Fire destroyed the Carroll-Ames Hardware building on the west side of the square in Bryan.
Construction of the 66-feet-wide, 16,500-square-feet, three-story building began in July 1911. In March 1912, Earl C. Carroll and Bert W. Ames opened the Carroll-Ames Hardware in one of the building’s first-floor storefronts. The Bryan Masonic Lodge dedicated its new facilities on the structure’s third floor on June 14, 1912.
In 1935, the Masons purchased the two-story brick building at 117 North Lynn Street, formerly occupied by the Knights of Pythias Lodge, remodeled the structure, and dedicated it as a Masonic Temple on December 6, 1935.
On December 14, 1948, fire destroyed the Carroll-Ames Hardware building. The Bryan Press newspaper reported, “As nearly as firemen could determine, the source seems to have been the partition between the hardware cellar and the basement cardroom operated by Charles Henry. The cause of origin is unknown.
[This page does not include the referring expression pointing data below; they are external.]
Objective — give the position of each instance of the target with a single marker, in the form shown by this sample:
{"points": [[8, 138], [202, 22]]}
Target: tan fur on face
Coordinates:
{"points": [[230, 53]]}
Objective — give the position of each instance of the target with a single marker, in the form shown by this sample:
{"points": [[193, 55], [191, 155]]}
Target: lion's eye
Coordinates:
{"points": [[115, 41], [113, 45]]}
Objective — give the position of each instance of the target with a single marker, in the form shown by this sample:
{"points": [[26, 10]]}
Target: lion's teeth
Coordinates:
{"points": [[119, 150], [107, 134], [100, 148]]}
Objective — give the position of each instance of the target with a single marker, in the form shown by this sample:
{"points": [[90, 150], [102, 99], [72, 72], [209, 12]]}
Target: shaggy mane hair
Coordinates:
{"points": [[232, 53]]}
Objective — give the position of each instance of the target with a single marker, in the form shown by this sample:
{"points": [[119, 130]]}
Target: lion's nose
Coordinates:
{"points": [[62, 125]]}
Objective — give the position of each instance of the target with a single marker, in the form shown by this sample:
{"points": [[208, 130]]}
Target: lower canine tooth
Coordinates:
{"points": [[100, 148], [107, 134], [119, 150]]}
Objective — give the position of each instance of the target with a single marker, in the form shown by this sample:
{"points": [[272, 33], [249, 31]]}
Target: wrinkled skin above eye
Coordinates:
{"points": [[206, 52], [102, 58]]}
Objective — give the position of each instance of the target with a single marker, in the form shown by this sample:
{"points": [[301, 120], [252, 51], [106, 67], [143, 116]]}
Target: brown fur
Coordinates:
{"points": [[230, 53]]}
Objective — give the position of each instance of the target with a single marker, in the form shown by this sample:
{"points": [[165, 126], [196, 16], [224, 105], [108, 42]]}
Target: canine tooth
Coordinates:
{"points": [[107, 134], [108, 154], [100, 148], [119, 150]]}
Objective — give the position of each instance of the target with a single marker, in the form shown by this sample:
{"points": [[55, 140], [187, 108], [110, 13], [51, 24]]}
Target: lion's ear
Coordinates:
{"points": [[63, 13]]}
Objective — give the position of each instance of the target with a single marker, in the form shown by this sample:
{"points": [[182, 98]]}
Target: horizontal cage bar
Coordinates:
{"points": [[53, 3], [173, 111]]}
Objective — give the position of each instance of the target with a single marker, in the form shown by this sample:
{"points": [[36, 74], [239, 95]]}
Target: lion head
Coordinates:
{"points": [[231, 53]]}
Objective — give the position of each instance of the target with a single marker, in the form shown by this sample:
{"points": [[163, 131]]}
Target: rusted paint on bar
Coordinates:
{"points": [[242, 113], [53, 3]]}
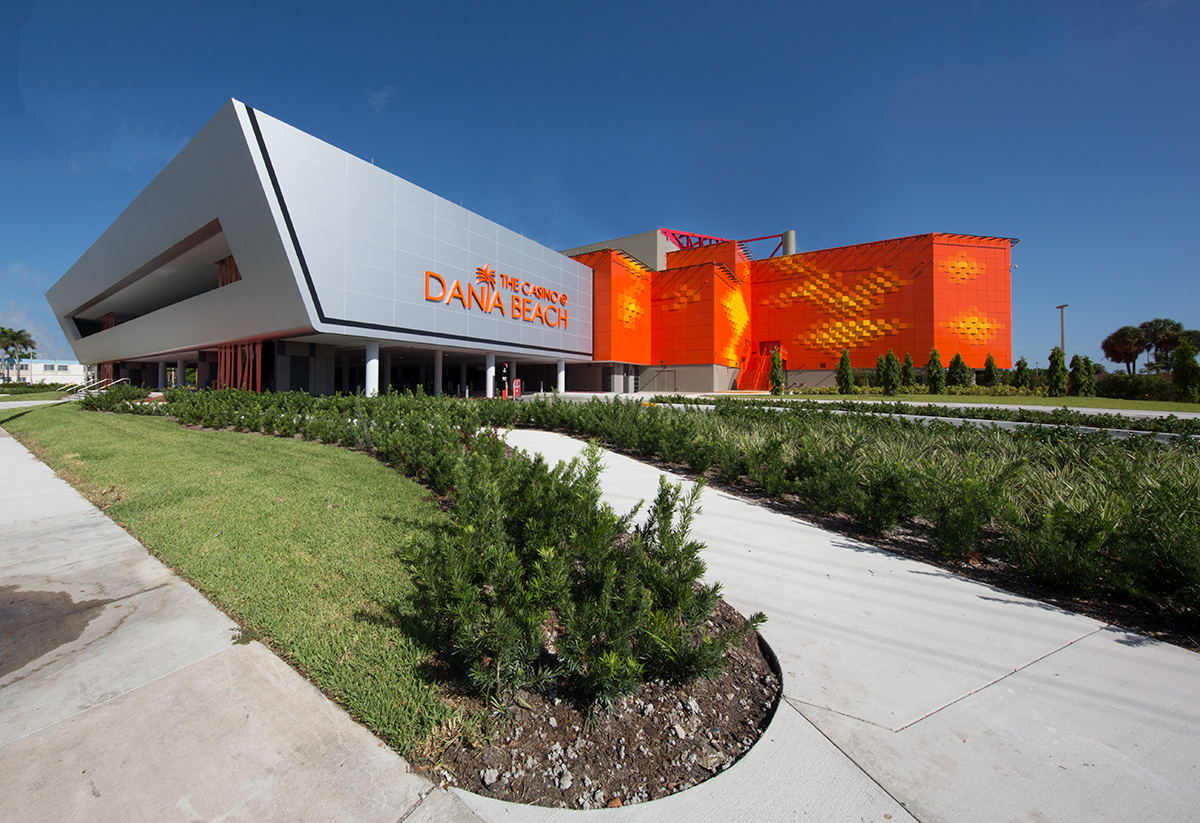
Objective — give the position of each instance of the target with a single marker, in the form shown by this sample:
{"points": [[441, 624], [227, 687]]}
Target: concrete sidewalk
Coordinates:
{"points": [[910, 694], [910, 691], [123, 697]]}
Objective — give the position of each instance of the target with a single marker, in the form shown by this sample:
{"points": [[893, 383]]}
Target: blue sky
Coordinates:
{"points": [[1072, 125]]}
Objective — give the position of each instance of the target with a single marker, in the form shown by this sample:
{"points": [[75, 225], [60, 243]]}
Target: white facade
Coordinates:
{"points": [[339, 260], [43, 371]]}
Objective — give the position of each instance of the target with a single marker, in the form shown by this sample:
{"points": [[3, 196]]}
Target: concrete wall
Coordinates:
{"points": [[706, 377]]}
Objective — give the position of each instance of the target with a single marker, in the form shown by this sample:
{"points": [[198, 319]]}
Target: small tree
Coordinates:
{"points": [[1187, 372], [1021, 377], [1075, 377], [907, 373], [891, 378], [1056, 374], [1087, 388], [990, 376], [958, 374], [845, 374], [935, 373], [777, 372]]}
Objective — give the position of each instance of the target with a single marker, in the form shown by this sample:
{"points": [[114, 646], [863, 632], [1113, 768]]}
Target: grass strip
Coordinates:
{"points": [[295, 540], [940, 408], [30, 395]]}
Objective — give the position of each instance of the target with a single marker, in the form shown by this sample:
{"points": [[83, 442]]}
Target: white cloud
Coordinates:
{"points": [[378, 100], [22, 306]]}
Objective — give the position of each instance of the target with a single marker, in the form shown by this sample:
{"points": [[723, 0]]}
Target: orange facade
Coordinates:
{"points": [[714, 304]]}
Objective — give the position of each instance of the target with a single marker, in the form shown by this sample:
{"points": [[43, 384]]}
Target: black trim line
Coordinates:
{"points": [[503, 343], [312, 289], [283, 208]]}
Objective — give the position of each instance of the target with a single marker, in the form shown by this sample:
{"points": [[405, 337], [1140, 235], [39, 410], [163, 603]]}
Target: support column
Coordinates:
{"points": [[371, 383]]}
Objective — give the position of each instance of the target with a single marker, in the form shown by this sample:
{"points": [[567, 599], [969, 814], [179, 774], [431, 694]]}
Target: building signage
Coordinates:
{"points": [[529, 302]]}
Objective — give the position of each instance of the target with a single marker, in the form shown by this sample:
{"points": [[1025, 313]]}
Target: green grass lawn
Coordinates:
{"points": [[31, 395], [294, 540]]}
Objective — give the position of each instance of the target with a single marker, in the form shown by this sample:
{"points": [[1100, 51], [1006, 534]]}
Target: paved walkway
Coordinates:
{"points": [[910, 694], [123, 697], [916, 694]]}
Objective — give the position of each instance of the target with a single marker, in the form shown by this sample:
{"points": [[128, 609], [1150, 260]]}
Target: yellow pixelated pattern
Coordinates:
{"points": [[961, 269], [973, 325], [738, 314], [838, 335], [682, 295], [630, 302], [826, 290], [849, 307]]}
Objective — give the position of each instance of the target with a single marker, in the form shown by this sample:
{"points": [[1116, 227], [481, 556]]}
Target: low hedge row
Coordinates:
{"points": [[1060, 416], [1079, 511], [533, 582]]}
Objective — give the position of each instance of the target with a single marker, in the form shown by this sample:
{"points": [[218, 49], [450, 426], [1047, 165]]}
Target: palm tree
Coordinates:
{"points": [[18, 342], [1162, 335], [7, 344], [1123, 346]]}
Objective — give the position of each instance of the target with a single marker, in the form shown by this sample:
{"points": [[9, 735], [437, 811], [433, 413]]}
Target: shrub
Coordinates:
{"points": [[935, 374], [1186, 376], [1021, 377], [1056, 374], [777, 372], [1135, 386], [1060, 547], [990, 376], [537, 581], [907, 373], [845, 376], [891, 374], [959, 374]]}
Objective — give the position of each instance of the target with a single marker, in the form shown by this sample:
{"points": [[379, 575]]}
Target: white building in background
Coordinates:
{"points": [[265, 258], [46, 371]]}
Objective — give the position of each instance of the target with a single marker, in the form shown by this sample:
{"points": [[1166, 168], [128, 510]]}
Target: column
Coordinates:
{"points": [[371, 383]]}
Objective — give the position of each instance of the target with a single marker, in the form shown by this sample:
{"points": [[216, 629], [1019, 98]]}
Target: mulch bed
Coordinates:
{"points": [[549, 750]]}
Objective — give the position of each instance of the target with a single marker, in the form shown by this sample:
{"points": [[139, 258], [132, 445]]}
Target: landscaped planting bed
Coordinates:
{"points": [[1059, 416], [588, 661], [1080, 514], [532, 622]]}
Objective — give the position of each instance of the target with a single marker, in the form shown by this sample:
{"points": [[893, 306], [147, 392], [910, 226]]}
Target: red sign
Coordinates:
{"points": [[532, 304]]}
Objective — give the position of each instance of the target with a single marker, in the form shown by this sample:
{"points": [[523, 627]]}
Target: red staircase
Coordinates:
{"points": [[756, 373]]}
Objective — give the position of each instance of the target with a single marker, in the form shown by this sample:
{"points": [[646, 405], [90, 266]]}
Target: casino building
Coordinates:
{"points": [[264, 258]]}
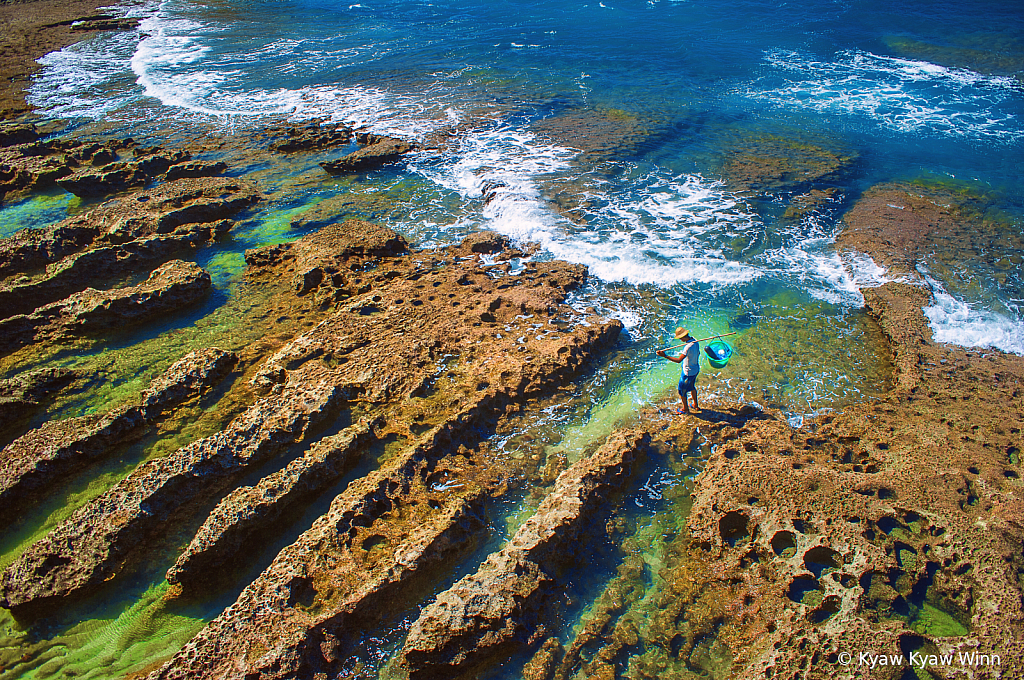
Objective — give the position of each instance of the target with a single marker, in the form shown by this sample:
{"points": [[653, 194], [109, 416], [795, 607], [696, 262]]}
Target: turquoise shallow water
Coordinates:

No one was in either the hardware or the cardroom when the fire first started, the players in the cardroom having left earlier than usual Monday night because a power failure at the city light plant caused lights to go out.”
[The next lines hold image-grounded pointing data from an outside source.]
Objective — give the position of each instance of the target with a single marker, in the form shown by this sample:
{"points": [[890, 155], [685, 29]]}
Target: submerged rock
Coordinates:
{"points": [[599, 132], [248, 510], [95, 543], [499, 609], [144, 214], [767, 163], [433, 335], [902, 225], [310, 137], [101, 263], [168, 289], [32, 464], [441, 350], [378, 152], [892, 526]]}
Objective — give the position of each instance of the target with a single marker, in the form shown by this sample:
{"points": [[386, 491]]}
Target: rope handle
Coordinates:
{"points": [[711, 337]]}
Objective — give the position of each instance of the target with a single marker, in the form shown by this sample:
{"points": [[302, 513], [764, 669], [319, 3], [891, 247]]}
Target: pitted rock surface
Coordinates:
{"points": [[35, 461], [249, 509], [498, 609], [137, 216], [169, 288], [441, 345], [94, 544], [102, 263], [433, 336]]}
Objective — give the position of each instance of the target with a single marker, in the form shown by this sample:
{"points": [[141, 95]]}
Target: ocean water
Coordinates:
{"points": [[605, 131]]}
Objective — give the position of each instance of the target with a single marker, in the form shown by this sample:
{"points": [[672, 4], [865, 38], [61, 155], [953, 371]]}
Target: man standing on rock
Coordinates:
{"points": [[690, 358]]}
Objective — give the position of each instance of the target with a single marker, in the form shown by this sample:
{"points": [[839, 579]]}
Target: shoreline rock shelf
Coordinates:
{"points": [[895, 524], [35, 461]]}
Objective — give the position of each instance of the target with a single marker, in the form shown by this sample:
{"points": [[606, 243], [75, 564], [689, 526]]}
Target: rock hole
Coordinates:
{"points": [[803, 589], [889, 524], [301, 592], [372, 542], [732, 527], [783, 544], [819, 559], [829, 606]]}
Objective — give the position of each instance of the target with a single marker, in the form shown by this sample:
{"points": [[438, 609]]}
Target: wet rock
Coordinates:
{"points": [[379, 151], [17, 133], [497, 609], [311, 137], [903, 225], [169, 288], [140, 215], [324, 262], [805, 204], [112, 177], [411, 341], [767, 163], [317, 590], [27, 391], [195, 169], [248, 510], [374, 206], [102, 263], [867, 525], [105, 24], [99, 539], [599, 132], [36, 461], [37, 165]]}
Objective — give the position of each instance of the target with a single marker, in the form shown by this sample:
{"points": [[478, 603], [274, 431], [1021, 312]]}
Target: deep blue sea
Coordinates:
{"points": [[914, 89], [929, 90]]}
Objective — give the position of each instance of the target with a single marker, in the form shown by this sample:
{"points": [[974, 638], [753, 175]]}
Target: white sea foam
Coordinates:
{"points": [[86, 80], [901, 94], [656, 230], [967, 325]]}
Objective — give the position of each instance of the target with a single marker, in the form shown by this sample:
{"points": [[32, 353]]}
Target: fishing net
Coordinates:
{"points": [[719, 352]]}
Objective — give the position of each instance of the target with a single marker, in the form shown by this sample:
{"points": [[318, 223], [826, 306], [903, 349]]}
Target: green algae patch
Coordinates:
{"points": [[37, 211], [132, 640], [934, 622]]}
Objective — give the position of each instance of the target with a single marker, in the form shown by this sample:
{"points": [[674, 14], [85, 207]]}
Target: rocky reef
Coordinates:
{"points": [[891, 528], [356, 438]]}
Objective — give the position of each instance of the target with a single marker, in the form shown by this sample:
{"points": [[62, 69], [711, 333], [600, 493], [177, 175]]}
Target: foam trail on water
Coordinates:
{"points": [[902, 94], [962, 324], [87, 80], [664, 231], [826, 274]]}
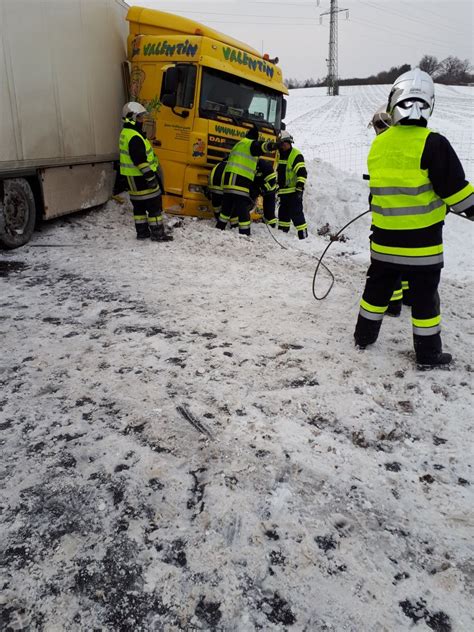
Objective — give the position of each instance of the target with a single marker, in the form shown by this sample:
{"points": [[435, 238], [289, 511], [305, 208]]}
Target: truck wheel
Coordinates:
{"points": [[17, 213]]}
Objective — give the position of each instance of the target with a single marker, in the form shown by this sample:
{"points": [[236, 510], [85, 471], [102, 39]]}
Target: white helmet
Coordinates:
{"points": [[285, 136], [411, 96], [132, 110]]}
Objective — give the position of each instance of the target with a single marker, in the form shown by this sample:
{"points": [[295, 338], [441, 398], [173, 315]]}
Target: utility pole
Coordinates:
{"points": [[333, 85]]}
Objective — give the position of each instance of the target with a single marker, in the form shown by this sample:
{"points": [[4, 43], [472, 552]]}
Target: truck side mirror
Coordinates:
{"points": [[169, 100], [171, 80]]}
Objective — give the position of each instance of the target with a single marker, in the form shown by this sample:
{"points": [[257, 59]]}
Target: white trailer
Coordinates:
{"points": [[61, 95]]}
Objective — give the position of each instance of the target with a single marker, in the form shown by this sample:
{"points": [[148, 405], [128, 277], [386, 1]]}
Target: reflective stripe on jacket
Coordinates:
{"points": [[127, 167], [291, 172], [403, 200]]}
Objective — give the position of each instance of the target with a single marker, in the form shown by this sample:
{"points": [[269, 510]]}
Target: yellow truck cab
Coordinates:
{"points": [[203, 91]]}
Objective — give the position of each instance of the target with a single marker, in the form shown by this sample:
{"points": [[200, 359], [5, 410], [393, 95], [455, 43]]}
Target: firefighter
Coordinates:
{"points": [[214, 188], [139, 165], [239, 175], [292, 176], [381, 121], [264, 184], [415, 176]]}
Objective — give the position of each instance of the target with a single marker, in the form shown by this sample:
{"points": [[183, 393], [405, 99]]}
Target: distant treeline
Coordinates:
{"points": [[452, 70]]}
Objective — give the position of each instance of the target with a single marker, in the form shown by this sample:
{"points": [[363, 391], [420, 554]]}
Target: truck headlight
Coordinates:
{"points": [[195, 188]]}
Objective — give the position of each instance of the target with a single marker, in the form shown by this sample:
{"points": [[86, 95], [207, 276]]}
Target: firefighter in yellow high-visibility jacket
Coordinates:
{"points": [[292, 176], [139, 165]]}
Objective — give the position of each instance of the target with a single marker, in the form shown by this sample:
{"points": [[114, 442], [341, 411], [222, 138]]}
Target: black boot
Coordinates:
{"points": [[366, 332], [143, 232], [429, 354], [439, 359], [157, 233]]}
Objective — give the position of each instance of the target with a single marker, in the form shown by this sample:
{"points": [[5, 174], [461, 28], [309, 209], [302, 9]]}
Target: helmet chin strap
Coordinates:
{"points": [[415, 112]]}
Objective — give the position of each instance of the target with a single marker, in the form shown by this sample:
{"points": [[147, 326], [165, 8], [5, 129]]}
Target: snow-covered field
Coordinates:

The following day, the north wall and roof of the Jaffe Town Shoppe building south of the hardware collapsed, and Bryan Fire Chief Walter McFadden condemned the Earl Andres Insurance Agency building north of the hardware.
Following the 1948 fire, the Carroll-Ames Hardware operated at a number of downtown sites before locating in the former Temple Theater northeast of the intersection of High and Beech streets in 1955.
These colorized circa 1948 vintage images of the Carroll-Ames Hardware fire are from the Williams County Public Library Huffman Photographic Archives.